De uitspraak benadrukt het belang van een zorgvuldige rechtsgang en de mogelijkheid voor een verdachte om zijn zaak opnieuw te laten beoordelen wanneer er nieuwe, relevante informatie aan het licht komt.

Uitspraak

29 maart 2016
Strafkamer
nr. S 15/05143 H
LBS
Hoge Raad der Nederlanden
Arrest
op een aanvraag tot herziening van een in kracht van gewijsde gegaan vonnis van de Politierechter in de Rechtbank Noord-Nederland, zittingsplaats Groningen, van 5 december 2014, nummer 18/197472-14, ingediend door V.P.K. van Rosmalen, advocaat te Groningen, namens:
[aanvrager], geboren te [geboorteplaats] op [geboortedatum] 1986.

1.De uitspraak waarvan herziening is gevraagd

De Politierechter heeft de aanvrager ter zake van 1. "handelen in strijd met artikel 26, eerste lid, van de Wet wapens en munitie" en 2. "opzettelijk handelen in strijd met het in artikel 2 onder C van de Opiumwet gegeven verbod" veroordeeld tot een werkstraf voor de duur van 100 uren, subsidiair 50 dagen hechtenis.

2.De aanvraag tot herziening

2.1.
De aanvraag tot herziening is aan dit arrest gehecht en maakt daarvan deel uit.
2.2.
De aanvraag berust op de stelling dat sprake is van een gegeven als bedoeld in art. 457, eerste lid aanhef en onder c, Sv.
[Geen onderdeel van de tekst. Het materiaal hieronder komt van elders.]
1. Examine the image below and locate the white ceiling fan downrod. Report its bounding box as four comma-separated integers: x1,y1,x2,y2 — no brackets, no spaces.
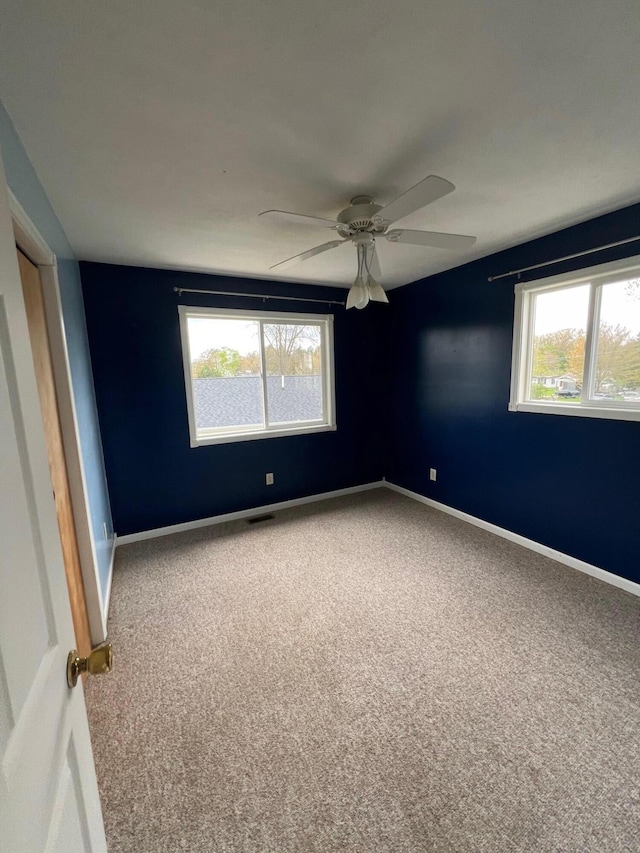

In de aanvraag wordt daartoe aangevoerd dat een ander dan de aanvrager de bewezenverklaarde feiten heeft begaan en dat die ander bij de aanhouding ter zake van deze feiten de persoonsgegevens van de aanvrager heeft gebruikt.

3.De conclusie van de Advocaat-Generaal

De Advocaat-Generaal E.J. Hofstee heeft geconcludeerd dat de Hoge Raad de aanvraag gegrond zal verklaren, voor zover nodig de opschorting of schorsing van de tenuitvoerlegging van de in de aanvraag vermelde uitspraak zal bevelen en de zaak zal verwijzen naar het Gerechtshof Arnhem-Leeuwarden, zittingsplaats Leeuwarden, opdat de zaak zal worden berecht en afgedaan op de wijze als in art. 472, tweede lid, Sv is voorzien.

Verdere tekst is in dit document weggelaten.